More than 3.2 million girls participated in interscholastic athletics at the high school level in 2014–15. While this is a large number, it is smaller than the 3.6 million male high school athletes in 1972. In 2014–15, there were 4.5 million male high school athletes.11 While girls constitute 49 percent of all high school students, they receive only 42 percent of all participation opportunities, a 1.1 million participation gap under the proportionality provision of Title IX. High schools are simply not adding new girls’ sports or expanding opportunities by adding junior varsity and freshman opportunities for existing sports.
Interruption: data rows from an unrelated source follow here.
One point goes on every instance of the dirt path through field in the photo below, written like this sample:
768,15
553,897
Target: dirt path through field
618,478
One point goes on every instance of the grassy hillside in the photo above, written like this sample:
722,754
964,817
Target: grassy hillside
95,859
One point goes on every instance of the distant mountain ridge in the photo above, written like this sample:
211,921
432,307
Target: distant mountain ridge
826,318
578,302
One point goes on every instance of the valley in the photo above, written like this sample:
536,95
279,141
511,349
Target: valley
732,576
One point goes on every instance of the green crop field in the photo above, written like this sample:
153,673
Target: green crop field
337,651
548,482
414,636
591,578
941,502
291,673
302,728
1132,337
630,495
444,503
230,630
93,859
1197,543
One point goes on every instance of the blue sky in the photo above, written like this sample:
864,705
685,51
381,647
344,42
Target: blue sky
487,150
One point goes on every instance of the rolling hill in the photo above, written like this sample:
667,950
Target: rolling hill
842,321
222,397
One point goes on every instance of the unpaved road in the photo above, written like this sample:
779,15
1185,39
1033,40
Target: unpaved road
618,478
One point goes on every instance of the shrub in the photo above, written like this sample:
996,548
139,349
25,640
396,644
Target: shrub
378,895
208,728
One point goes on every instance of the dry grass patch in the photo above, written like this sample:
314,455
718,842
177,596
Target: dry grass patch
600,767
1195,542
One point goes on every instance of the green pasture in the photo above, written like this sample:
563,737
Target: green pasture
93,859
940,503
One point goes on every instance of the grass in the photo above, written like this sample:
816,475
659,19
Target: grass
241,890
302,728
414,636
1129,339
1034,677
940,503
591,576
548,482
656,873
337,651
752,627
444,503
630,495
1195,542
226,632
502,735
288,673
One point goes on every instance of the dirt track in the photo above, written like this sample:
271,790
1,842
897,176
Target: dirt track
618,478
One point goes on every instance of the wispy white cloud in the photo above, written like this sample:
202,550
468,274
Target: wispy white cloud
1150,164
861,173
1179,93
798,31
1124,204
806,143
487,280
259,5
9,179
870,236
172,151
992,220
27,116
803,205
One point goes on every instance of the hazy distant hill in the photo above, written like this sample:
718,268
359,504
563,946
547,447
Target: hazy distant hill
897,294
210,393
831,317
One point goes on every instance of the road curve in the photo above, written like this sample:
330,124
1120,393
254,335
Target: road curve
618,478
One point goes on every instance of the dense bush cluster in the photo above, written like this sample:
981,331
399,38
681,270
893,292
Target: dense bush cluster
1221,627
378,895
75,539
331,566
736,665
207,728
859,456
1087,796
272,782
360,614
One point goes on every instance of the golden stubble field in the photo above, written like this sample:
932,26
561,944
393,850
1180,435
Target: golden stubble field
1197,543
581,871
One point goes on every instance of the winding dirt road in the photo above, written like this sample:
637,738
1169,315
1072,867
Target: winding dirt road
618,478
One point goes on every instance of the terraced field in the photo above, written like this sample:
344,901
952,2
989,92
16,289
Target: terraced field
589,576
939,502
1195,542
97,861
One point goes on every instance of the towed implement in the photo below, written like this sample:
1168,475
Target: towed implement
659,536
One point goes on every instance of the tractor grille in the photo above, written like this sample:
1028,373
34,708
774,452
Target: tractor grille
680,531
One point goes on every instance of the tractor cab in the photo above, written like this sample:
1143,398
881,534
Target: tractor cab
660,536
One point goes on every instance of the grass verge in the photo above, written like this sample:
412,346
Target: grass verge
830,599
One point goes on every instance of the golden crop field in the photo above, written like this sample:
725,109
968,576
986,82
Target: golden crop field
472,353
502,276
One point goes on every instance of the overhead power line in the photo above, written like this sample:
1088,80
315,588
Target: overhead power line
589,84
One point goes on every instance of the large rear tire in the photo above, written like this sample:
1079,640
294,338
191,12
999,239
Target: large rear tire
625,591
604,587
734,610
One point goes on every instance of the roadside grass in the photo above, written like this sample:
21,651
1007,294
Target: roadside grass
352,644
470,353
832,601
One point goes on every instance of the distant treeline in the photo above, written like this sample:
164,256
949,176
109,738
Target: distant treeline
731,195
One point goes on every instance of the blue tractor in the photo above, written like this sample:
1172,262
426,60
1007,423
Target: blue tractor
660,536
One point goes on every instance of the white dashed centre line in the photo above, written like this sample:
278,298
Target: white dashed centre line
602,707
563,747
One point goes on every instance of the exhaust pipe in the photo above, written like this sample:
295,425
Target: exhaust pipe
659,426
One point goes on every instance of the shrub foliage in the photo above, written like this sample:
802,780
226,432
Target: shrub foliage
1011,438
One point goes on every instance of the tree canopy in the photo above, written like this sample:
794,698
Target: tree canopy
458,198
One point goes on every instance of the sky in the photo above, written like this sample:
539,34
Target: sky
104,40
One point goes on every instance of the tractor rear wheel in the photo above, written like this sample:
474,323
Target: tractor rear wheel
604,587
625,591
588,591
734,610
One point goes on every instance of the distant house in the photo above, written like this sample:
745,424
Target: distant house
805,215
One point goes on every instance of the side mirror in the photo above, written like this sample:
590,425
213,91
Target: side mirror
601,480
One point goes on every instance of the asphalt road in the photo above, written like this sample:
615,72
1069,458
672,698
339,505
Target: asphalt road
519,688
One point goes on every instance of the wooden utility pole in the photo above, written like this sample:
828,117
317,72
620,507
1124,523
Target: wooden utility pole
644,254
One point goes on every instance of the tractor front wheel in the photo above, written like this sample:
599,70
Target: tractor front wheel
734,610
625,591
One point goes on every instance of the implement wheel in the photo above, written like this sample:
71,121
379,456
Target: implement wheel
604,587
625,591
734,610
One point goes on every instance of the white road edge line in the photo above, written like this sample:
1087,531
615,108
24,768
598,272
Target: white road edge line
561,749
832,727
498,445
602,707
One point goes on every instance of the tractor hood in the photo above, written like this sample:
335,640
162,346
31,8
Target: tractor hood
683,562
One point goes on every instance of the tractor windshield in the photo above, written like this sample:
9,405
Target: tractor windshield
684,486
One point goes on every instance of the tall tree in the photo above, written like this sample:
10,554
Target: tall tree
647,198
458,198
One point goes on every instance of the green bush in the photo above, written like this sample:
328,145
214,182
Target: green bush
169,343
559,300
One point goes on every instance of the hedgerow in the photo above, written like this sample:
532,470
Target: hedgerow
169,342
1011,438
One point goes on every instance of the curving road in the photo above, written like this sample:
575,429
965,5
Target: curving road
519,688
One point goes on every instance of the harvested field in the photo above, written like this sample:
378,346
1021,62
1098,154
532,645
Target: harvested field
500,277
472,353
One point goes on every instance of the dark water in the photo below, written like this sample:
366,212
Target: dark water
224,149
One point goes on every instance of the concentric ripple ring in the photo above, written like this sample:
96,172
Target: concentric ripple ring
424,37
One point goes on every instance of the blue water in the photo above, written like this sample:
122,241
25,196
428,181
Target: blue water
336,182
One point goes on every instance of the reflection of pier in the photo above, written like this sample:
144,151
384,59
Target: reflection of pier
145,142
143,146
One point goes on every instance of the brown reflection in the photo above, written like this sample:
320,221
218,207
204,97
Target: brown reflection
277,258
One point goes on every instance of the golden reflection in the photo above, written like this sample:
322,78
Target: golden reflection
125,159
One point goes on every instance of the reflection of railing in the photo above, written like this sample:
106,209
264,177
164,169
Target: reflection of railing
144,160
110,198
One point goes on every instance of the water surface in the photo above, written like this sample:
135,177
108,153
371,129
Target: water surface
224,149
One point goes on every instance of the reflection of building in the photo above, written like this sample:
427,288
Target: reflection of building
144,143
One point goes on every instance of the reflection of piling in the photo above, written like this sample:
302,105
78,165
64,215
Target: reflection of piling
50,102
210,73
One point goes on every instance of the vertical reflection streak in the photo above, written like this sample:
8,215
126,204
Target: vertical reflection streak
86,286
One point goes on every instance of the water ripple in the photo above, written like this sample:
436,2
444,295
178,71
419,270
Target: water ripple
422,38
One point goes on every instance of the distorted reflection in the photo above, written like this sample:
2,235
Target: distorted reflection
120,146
This is a function of administrative choice and a lack of financial resources, neither of which is an acceptable excuse under Title IX. It is not because of a lack of interest: hundreds of thousands of additional females are competing in open amateur and Olympic sports that are not yet commonly offered at the high school or college level, such as wrestling, rugby, synchronized swimming, bowling, and water polo. The number of girls in the prospective athlete population is more than sufficient to fill the small number of intercollegiate athletic opportunities offered at the college level—212,000 NCAA athletes in 2014–1512 and approximately 40,000–50,000 sponsored by the National Association of Intercollegiate Athletics (NAIA), the National Junior College Athletic Association (NJCAA), and several other small collegiate sports organizations. The authors, who have been heavily involved in collegiate sports for the last forty-five years, are not aware of a college or university that has added a new women’s sport, hired a coach, and given the coach a recruiting budget, only to have that coach return his or her salary with the explanation of not being able to find a sufficient number of interested girls with the ability to play. The suggestion that there is a deficiency of sport interest or ability among females is a myth.